The advantages of having an implant that is individually made for you include:
- a reduced risk of residual pain after surgery
- a more natural feeling knee as the implant follows the precise shape and contour of your real knee
- the opportunity to preserve as much of your existing bone as possible
How does it work?
The technology used to create these implants is state of the art. Patients undergo a CT scan which enables surgeons to create a three dimensional image of the joint that has been damaged.
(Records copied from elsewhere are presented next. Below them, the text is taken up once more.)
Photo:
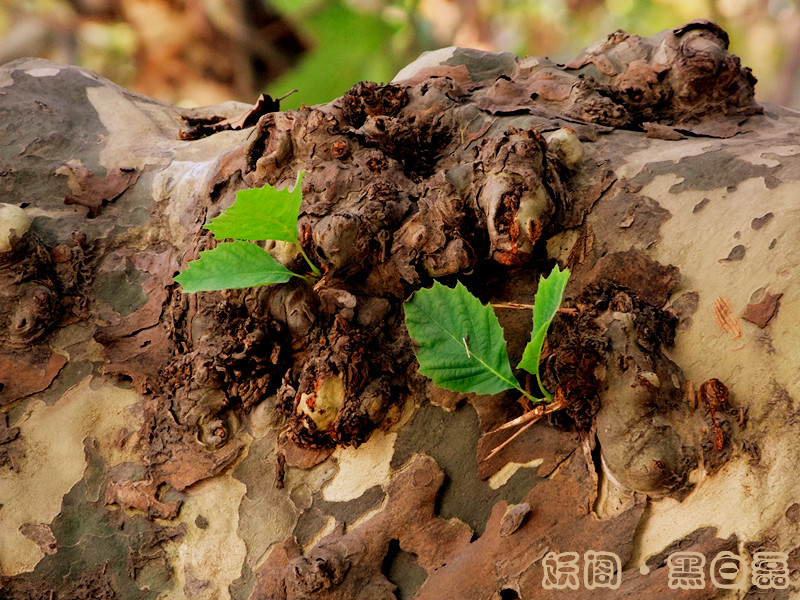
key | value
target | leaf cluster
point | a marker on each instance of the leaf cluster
(461, 343)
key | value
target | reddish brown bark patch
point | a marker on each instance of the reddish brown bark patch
(25, 374)
(761, 312)
(97, 191)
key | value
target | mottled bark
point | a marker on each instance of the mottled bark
(277, 442)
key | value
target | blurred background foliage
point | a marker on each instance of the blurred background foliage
(197, 52)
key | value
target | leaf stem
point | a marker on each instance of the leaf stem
(313, 267)
(547, 394)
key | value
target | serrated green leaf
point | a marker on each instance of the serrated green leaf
(545, 305)
(261, 214)
(232, 265)
(461, 342)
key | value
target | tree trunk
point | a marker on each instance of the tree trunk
(156, 444)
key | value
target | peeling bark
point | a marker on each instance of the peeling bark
(277, 442)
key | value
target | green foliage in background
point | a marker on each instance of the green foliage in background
(461, 343)
(347, 46)
(258, 214)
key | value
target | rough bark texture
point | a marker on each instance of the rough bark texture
(277, 442)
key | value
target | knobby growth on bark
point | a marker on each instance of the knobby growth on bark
(480, 167)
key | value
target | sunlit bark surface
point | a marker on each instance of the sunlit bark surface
(278, 442)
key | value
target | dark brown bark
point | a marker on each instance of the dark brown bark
(215, 469)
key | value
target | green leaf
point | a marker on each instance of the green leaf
(461, 342)
(261, 214)
(232, 265)
(545, 305)
(348, 45)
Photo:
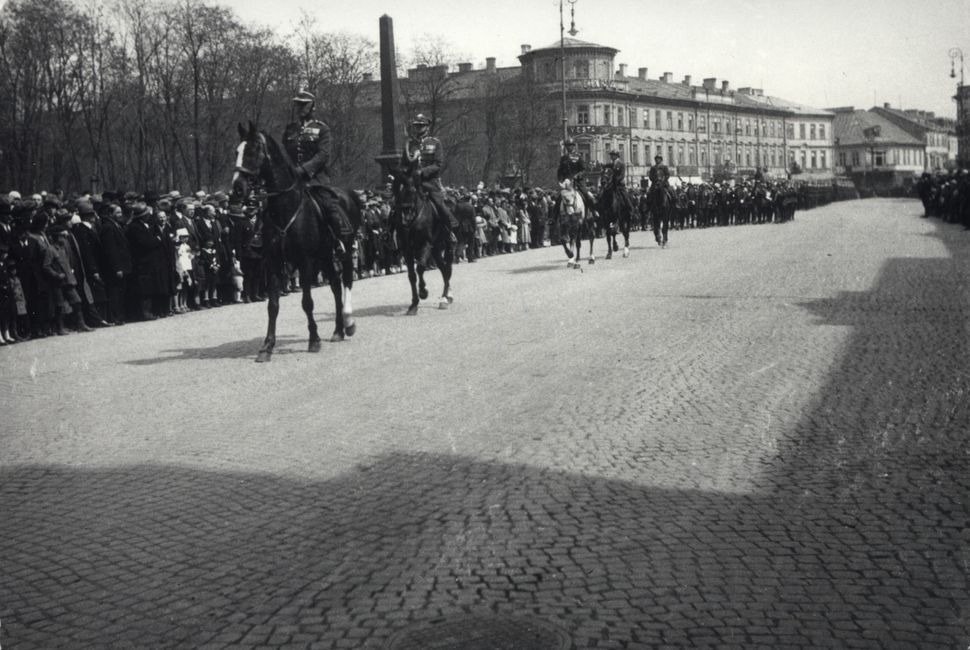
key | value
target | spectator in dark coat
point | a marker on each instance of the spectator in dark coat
(149, 269)
(42, 279)
(465, 214)
(115, 261)
(89, 250)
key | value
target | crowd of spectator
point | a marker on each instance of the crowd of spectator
(946, 195)
(99, 260)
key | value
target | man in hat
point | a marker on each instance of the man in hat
(308, 142)
(572, 167)
(424, 157)
(659, 174)
(616, 183)
(89, 251)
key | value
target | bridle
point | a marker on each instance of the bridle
(254, 177)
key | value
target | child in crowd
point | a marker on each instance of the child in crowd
(183, 267)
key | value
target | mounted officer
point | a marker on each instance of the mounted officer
(424, 157)
(307, 141)
(572, 167)
(659, 175)
(616, 180)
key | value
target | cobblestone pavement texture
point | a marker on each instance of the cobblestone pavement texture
(755, 438)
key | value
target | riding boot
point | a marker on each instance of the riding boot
(59, 324)
(256, 242)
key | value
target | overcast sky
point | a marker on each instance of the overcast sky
(819, 52)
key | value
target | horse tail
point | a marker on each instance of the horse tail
(356, 210)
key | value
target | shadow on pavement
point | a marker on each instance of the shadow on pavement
(539, 268)
(231, 350)
(856, 537)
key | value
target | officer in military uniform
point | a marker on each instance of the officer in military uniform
(616, 183)
(424, 157)
(572, 166)
(659, 174)
(307, 141)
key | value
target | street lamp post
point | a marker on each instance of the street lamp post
(962, 132)
(562, 58)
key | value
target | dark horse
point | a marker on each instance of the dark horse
(294, 234)
(420, 238)
(661, 205)
(617, 214)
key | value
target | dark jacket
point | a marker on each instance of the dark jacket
(115, 252)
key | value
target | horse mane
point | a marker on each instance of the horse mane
(278, 153)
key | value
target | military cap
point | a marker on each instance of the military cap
(140, 210)
(84, 208)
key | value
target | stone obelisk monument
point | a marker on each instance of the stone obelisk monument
(390, 101)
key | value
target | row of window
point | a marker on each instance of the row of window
(881, 158)
(692, 154)
(681, 121)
This information is then used by the computer software to design a custom-made implant, taking into account both the patient’s size and stature but also any underlying arthritic abnormalities, such as bone spurs, cysts or flattening of the joint. The knee implant is then printed using 3D printing technology to create an exact fit with the patient’s own body.
This technology also allows surgeons to rehearse the operation beforehand, planning where to make incisions and how to realign the bone using the 3D model. It is better for patients if these decisions can be made before they are on the operating table as it reduces the amount of time they need to be anaesthetised and may speed recovery times.
There are also significant cost-savings for hospitals, which no longer have to maintain a full stock of hip and knee replacements and keep all of the implants sterilised in case they are needed during surgery.
Who could benefit?
Customised knee implants are suitable for people with painful joint disease due to:
- Traumatic arthritis
- Rheumatoid arthritis, or
- Osteonecrosis of the knee
3D printing has the potential to transform healthcare. Already we have seen a surgeon use this technology to create a new pelvis for a man who had lost his to cancer.
With around 200,000 hip and knee replacements in England and Wales each year, there are a lot of patients who could benefit from individualised implants now and in the future.